Art & Culture History

How did Diary writing become popular?

Diary, which meaning dies for ‘day’ from Latin, is daily life records and dating opinions. The art of writing grew popular in the 18th century, and during the Victorian era, the peak reached its zenith.

Although diaries were designed to record the diarist’s private thoughts, now they give us vital insights into historical events and the everyday life of the culture that the diarist lived in. Join us in our exploration of the genesis of journals, how they have become popular and how diary practices continue today.

The whole first diaries

During the last hundreds of years, people created daily records for business purposes, but it took the writer longer to construct the concept of a daily. Marcus Aurelius, a Roman emperor who lived around the 2nd century AD, is one of the oldest example of a diary. The Middle East and East Asian cultures are also the sources of early diaries.

For instance, Lio Ao, a student living in China, kept trip diaries in the 9th century. Ahmed Ibn Banna kept in the 11th century a diary of his trips to Northern Europe structured according to date like contemporary diaries. In the Middle Ages, mystics utilized diaries to record spiritual meanings of everyday experiences.

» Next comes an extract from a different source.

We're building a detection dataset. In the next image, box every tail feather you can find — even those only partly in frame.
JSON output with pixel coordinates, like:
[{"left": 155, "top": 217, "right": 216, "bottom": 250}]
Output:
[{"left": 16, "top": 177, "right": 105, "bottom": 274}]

During the Renaissance, people started holding journals to communicate their ideas without any plan to publish their writings one day. In these pieces, the focus was placed more on thought and introspection than on ordinary activities. In 1605 the word “diary” was used in the earliest recorded reference to a written daily journal.

Popularity grows

Most diaries were kept by men until the 18th century and were mainly only daily records of business or agriculture. Others kept some kind of spiritual diaries, counting their benefits and confessing their sins. As the rates of reading increased, paper costs decreased, and people grew more conscious of themselves.

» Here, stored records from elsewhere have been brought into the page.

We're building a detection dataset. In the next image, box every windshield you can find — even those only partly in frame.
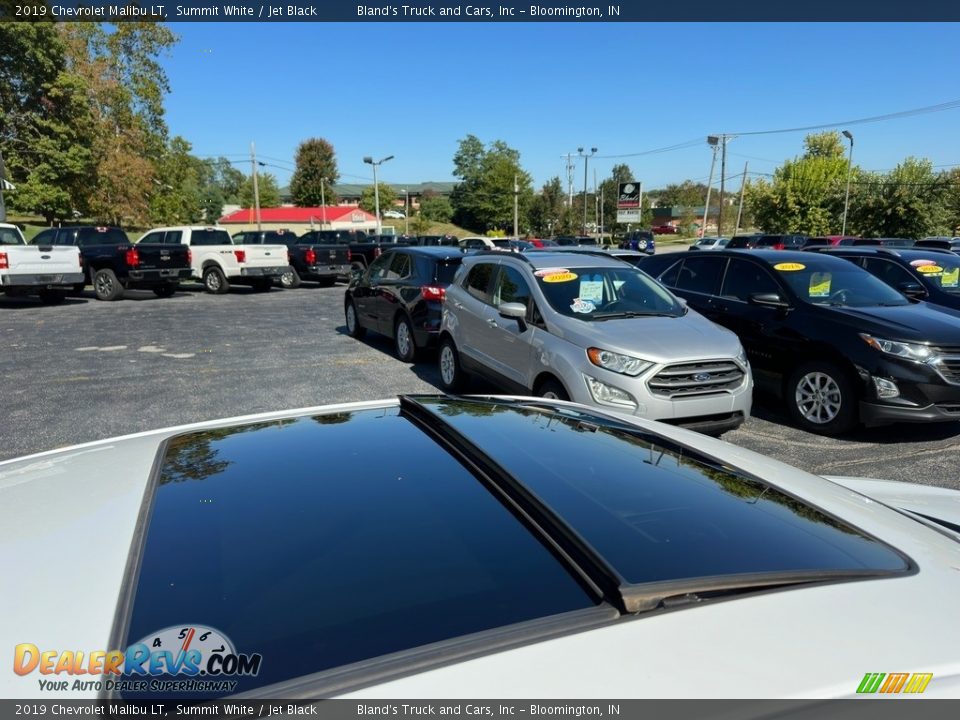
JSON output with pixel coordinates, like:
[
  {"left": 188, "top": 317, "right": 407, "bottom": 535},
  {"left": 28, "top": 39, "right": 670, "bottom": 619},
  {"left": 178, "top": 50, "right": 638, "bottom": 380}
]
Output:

In 1818 John Evelyn’s narrative of his life in England in the 17th century took place as the first publication. Every year in the 1820s the number of journals published increased to a peak of 20 years in the 1830s. At the same time, the writers used the form of the diary as the structure in which their books were written. The diary of Samuel Richardson’s Pamela (1740) and Wuthering Heights of Emily Bronte are famous examples (1847).

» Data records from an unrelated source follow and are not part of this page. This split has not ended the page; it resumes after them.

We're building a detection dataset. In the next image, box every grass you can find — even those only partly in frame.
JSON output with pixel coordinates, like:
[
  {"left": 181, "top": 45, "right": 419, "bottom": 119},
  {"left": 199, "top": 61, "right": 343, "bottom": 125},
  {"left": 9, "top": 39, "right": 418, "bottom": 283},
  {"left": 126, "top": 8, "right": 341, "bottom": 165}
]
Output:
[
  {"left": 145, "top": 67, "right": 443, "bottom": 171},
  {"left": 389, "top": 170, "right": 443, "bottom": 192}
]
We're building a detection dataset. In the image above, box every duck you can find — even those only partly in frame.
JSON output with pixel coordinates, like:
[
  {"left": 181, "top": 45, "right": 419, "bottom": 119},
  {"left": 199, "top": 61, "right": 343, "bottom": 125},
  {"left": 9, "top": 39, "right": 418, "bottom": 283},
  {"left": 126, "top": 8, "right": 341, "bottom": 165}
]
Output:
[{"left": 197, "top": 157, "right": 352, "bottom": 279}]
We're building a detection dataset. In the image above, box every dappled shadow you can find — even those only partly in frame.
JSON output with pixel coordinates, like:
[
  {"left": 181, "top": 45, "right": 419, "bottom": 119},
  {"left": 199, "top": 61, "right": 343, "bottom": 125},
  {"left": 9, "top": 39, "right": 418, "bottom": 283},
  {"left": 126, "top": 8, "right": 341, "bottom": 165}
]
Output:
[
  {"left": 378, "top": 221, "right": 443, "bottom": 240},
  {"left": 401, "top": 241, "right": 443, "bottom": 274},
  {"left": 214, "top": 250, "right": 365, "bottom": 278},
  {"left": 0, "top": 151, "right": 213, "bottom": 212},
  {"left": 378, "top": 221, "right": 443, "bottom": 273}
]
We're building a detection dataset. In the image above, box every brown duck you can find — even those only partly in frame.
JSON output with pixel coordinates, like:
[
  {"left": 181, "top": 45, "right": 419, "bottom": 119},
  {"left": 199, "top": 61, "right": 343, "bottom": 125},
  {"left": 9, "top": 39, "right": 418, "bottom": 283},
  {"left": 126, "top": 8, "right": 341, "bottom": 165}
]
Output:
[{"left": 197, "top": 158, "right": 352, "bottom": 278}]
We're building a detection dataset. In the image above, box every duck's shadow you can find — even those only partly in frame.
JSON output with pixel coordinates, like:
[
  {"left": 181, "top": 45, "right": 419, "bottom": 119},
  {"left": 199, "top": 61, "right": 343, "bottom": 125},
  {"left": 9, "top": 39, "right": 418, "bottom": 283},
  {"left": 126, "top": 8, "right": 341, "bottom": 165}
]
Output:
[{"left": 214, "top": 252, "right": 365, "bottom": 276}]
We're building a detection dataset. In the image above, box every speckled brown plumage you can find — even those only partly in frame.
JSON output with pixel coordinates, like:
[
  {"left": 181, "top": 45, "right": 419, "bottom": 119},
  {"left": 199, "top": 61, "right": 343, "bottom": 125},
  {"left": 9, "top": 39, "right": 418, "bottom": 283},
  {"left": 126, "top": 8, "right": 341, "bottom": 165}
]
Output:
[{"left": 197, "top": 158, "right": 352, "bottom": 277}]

The Letts company started creating large formatted diaries in the 1820s to retrieve the popularity of published diaries. By the 1850s, thousands of journals were sold annually. Diarists were asked to ‘use your journal with maximum familiarity and trust in the Letts diary. Nothing else than your own can be hidden from his pages or allowed to scan it.”

Diaries have been much more popular among women than males, and diaries are typically thought to be stupid and frivolous amongst men. This notion did not halt the writing of diarists. Diarising has always been a popular past and newspapers have provided historians with invaluable data on the history and events first hand, and the daily life details.